After discussions, the government agreed that the ceremonies could remain, although some minor changes have been made. The legislation was passed earlier this month.

Gay couples will now have to register their intention to have a civil union ceremony. The changes will be made when the ACT Legislature Assembly next sits but those who tie the knot in the meantime will not be affected.

Attorney-general Robert McClelland’s office said: “The discussions between the Australian government and the ACT government about the Civil Partnerships Act were conducted in good faith, and the matter has been resolved satisfactorily.”

Gay rights advocates have cautiously welcomed the concession, but say they are concerned that the proposed amendments will not be legally binding and that the ACT’s gay community has not been consulted.

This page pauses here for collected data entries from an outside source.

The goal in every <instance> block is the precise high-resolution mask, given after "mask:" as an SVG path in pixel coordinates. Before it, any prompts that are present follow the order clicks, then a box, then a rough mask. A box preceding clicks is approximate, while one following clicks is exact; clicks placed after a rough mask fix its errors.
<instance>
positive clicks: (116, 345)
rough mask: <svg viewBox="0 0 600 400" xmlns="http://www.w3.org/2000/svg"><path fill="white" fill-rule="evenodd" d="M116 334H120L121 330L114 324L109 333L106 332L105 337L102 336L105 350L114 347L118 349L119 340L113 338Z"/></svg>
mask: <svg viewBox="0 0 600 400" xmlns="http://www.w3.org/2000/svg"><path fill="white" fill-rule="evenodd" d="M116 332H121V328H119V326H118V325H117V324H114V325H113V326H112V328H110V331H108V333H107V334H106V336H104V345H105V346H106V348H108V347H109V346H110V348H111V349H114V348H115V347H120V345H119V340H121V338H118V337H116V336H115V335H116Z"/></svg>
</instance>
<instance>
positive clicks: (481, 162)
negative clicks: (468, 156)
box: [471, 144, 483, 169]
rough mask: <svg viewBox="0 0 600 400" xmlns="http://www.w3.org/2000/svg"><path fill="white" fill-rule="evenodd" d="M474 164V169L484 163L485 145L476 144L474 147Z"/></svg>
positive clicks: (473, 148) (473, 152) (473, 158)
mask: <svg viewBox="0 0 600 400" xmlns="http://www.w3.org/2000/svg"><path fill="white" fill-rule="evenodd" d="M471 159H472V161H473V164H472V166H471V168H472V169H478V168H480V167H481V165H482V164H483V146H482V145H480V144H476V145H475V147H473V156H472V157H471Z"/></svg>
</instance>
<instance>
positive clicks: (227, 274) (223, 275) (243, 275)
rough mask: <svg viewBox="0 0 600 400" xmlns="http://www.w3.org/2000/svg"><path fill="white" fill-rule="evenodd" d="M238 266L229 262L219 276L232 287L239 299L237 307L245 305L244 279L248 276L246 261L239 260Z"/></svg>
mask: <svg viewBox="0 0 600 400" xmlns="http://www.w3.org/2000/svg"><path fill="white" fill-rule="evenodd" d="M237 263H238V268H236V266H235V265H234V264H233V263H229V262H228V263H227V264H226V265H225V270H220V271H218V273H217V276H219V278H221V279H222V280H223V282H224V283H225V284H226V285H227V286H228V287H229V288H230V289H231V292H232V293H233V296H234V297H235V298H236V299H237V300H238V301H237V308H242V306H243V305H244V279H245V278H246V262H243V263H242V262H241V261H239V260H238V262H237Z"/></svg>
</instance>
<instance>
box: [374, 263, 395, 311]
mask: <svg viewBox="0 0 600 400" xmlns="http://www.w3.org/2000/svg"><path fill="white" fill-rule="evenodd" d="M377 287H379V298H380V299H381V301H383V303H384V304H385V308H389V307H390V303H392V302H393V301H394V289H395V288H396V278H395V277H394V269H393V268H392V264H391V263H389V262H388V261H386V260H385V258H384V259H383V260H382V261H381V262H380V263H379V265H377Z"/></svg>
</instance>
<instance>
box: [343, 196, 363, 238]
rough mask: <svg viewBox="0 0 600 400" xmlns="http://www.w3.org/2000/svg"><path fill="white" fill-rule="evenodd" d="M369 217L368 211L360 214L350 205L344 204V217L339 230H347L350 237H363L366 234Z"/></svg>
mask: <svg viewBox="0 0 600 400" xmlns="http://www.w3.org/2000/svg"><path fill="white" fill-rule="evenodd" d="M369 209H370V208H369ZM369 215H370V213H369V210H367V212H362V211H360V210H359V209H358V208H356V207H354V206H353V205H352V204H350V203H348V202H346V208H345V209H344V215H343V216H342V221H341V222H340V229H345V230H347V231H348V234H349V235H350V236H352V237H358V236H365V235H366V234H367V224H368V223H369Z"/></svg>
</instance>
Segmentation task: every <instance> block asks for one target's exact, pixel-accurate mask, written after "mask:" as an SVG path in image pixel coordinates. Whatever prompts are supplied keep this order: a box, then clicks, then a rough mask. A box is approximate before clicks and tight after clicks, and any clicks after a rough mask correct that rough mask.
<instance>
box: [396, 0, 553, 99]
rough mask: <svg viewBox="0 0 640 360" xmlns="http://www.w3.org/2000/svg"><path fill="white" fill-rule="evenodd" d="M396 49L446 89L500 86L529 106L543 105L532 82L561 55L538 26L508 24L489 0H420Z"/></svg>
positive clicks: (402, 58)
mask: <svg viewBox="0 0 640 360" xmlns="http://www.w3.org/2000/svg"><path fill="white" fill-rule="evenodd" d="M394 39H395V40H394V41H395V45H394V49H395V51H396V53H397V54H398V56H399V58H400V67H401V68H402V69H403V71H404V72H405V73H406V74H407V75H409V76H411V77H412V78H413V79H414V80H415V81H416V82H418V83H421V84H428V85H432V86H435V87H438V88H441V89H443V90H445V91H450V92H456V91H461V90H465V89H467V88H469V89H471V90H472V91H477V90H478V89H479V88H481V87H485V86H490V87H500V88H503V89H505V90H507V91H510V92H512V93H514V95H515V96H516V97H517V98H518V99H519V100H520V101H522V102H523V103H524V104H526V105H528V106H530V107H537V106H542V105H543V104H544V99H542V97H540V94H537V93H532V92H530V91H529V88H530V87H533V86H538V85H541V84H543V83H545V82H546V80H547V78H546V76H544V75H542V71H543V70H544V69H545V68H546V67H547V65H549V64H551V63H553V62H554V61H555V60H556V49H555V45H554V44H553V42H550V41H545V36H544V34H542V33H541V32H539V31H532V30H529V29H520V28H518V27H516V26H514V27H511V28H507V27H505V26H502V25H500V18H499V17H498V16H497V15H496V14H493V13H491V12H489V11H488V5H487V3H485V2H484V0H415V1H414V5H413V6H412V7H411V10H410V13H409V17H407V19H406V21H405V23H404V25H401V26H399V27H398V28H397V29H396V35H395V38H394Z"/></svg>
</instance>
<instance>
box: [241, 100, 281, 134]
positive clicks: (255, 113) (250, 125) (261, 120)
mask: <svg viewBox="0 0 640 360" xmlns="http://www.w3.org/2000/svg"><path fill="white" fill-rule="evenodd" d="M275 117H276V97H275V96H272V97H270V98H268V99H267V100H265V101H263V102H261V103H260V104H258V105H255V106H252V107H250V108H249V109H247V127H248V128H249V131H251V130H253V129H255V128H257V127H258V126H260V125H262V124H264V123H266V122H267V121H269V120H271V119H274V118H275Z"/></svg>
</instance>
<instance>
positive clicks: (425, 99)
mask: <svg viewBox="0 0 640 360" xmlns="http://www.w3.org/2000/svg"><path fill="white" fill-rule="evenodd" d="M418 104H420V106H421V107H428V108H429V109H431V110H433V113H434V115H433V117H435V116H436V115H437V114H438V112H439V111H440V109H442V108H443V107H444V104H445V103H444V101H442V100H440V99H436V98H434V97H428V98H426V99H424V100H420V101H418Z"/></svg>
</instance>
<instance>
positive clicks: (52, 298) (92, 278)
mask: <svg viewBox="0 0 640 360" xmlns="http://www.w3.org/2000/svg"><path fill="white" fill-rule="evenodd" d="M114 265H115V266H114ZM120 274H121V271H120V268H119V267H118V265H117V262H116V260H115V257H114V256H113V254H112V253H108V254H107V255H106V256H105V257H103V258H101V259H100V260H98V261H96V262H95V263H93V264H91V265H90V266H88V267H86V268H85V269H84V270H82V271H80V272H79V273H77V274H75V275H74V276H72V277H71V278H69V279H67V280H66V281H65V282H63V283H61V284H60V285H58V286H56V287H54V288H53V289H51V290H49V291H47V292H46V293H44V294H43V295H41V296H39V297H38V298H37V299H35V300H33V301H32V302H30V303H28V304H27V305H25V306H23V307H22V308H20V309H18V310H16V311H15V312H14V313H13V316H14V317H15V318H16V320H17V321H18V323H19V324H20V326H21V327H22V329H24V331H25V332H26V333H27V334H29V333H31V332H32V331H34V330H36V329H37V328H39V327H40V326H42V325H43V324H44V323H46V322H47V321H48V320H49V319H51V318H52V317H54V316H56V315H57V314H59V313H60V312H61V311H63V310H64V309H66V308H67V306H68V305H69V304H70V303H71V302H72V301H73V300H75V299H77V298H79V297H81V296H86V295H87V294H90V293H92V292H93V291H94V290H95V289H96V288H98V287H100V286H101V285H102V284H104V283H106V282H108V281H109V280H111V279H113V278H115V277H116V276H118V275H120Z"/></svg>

Australian Coalition for Equality spokesperson, Corey Irlam, said: “The critical difference between the ceremonies originally sought by the ACT and those allowed by the federal government is that the latter have little legal effect, leaving the formal declaration of a civil partnership in the hands of the Registrar of Births, Deaths and Marriages and not in the hands of civil partnership celebrants.

“It is step forward that Prime Minister [Kevin] Rudd has backed off from a veto, but the system the ACT government has now accepted is still essentially a paper process without ‘legally-binding’ ceremonies.”

Irlam reaffirmed gay groups’ commitment to gay marriage.

“Regardless of whether a civil partnership ceremony is legislative or binding, full legal equality for same-sex couples will only come when marriage equality is achieved.” he said.

On Tuesday, Warren McGaw and Chris Rumble became the first Australian gay couple to have their civil partnership ceremony legally recognised.

The pair, who have been together for nearly 20 years, held their ceremony at the Old Parliament House rose gardens in Canberra.